FG introduces new interest rate regime for outstanding tax payments



Thursday, May 25, 2017 9:00 AM / Deloitte 

In its renewed bid to minimise tax evasion, deter non-compliance and promote voluntary compliance, the Federal Government of Nigeria has announced a new interest rate regime for unpaid taxes. The Minister of Finance, through a recent communique, directed the Federal Inland Revenue Service (FIRS) to implement a 5% spread on the Central Bank of Nigeria (CBN) Monetary Policy Rate (MPR) for 2017, on the interest rate charged for tax payments not made within the statutory timeframe. 

Consequently, the current practice of applying a flat rate of 15% by FIRS as interest charge on unpaid taxes is expected to cease. With the current CBN official rate of 14%, total interest charge on unpaid taxes will go up to about 19% (i.e. 14% MPR plus a spread of 5%). 
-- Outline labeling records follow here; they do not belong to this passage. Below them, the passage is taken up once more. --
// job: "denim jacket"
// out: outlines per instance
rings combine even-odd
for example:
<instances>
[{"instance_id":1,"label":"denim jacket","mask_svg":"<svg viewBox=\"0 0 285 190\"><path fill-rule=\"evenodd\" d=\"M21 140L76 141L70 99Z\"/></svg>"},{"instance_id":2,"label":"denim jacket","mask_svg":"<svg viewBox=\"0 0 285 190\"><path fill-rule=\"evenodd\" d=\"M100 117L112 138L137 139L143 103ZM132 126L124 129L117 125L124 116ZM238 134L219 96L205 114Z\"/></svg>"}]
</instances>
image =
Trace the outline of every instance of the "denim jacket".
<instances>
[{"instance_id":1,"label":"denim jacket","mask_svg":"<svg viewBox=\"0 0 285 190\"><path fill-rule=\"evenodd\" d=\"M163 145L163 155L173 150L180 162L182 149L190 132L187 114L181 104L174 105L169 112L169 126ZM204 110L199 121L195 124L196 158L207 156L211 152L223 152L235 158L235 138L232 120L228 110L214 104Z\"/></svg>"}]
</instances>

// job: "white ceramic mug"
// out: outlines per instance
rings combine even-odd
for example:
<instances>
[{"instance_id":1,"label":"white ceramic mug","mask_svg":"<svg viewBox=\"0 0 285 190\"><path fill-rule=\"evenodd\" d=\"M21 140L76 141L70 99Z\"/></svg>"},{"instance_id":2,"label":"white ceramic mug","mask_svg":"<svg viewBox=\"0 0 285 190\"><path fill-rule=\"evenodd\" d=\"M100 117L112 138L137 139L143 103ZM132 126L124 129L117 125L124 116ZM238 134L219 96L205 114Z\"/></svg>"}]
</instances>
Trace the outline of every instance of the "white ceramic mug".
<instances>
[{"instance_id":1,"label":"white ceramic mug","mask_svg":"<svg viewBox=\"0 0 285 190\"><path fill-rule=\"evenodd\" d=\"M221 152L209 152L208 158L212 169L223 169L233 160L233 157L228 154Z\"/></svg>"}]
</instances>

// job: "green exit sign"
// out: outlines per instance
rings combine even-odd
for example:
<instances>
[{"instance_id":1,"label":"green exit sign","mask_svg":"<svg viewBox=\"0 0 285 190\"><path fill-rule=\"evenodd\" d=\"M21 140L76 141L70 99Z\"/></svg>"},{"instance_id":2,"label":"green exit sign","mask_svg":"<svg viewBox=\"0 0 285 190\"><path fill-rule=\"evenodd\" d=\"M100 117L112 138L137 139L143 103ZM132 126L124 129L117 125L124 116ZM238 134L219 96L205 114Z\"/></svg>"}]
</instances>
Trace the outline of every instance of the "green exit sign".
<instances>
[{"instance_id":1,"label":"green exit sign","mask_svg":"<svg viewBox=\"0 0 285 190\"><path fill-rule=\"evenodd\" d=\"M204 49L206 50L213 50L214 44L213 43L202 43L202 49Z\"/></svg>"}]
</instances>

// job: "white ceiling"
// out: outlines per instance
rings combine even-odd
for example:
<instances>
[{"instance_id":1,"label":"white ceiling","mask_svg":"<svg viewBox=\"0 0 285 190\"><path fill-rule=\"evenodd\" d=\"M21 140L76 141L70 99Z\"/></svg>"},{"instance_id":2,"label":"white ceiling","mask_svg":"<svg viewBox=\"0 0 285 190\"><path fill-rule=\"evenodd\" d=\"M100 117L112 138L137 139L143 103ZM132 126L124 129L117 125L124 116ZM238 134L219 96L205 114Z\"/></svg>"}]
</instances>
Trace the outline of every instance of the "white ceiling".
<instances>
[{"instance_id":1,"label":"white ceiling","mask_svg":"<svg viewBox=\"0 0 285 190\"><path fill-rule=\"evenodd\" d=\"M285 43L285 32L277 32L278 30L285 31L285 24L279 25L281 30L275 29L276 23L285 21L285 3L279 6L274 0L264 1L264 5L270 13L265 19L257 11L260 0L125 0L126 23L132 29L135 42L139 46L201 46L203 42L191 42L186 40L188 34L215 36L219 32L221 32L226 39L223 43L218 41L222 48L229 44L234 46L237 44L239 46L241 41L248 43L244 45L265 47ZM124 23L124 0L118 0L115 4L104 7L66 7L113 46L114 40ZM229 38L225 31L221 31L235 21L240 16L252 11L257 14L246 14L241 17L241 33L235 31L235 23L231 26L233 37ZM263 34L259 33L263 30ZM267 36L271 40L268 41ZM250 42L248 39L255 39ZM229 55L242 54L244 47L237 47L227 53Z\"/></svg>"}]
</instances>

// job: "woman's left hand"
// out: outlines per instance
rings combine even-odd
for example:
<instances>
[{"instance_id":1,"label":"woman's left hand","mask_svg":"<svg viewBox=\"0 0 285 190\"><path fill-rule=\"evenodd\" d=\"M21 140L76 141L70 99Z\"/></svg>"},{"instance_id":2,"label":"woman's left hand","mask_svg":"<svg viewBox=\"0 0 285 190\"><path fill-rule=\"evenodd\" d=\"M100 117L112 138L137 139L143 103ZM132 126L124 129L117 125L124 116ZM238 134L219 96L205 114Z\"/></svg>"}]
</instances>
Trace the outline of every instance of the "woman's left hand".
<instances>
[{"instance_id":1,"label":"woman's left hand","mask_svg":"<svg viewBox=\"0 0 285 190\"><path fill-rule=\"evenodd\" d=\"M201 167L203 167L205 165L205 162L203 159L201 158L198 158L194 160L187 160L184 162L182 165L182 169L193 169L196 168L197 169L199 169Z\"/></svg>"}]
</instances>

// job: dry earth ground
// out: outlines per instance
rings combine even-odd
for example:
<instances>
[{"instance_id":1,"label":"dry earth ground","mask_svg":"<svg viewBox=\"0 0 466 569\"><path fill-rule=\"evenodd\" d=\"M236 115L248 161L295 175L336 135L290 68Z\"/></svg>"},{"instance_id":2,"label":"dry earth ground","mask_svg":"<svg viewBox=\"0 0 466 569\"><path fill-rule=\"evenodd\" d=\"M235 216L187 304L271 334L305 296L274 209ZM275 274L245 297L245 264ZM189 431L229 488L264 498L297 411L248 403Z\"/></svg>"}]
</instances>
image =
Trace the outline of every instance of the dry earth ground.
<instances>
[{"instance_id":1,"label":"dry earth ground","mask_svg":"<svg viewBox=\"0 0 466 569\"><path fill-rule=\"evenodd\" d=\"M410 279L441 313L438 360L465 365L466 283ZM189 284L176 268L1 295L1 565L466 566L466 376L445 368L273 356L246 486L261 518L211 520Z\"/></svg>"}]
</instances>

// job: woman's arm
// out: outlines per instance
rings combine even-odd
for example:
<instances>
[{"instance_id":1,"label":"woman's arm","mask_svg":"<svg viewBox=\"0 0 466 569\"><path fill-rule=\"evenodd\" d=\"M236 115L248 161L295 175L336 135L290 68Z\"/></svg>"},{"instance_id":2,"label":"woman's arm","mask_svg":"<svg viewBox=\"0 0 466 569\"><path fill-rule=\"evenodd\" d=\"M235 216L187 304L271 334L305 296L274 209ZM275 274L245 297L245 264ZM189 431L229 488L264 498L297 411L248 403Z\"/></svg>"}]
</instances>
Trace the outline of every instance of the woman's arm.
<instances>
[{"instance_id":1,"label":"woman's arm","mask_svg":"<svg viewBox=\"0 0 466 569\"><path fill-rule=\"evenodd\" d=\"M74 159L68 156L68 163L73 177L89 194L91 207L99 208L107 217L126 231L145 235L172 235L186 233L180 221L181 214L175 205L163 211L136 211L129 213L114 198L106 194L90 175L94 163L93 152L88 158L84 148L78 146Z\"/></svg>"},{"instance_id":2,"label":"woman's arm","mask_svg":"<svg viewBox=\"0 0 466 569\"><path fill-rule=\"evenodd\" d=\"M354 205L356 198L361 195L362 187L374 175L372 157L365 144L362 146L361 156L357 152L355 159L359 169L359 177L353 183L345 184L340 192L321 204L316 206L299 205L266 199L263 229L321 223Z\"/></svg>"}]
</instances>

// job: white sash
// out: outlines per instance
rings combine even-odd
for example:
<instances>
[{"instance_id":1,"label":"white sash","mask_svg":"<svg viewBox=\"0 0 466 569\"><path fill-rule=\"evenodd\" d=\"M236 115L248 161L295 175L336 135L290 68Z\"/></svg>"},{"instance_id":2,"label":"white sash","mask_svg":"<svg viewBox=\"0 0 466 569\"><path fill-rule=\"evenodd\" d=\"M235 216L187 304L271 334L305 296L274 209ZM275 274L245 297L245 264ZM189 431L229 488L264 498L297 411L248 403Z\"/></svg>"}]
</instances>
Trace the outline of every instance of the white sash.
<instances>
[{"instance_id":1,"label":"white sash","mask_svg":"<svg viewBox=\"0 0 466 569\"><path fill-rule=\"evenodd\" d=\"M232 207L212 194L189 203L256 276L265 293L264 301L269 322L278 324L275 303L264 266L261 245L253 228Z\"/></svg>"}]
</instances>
It could be recalled that the FIRS had in 2014 and 2015 issued two separate public notices retaining the interest rate chargeable in default of payment of taxes at 15%. However, this practice was questioned by various stakeholders as to the powers of FIRS to fix interest rates. This defect seems to have been cured with the directive of the Minister, as S. 32(1)(b) of the Federal Inland Revenue Establishment Act (FIRSEA) empowers the Minister to determine the spread to be added to the MPR (official interest rate) issued by the Central Bank of Nigeria (CBN). 

Effective date for implementation of the new interest rate is 1 July 2017. 

We will continue to monitor developments in this space and update you as further facts become available. In the meantime, we advise taxpayers to promptly evaluate potential tax exposure with the aim of closing any identified compliance gap(s) before the implementation date.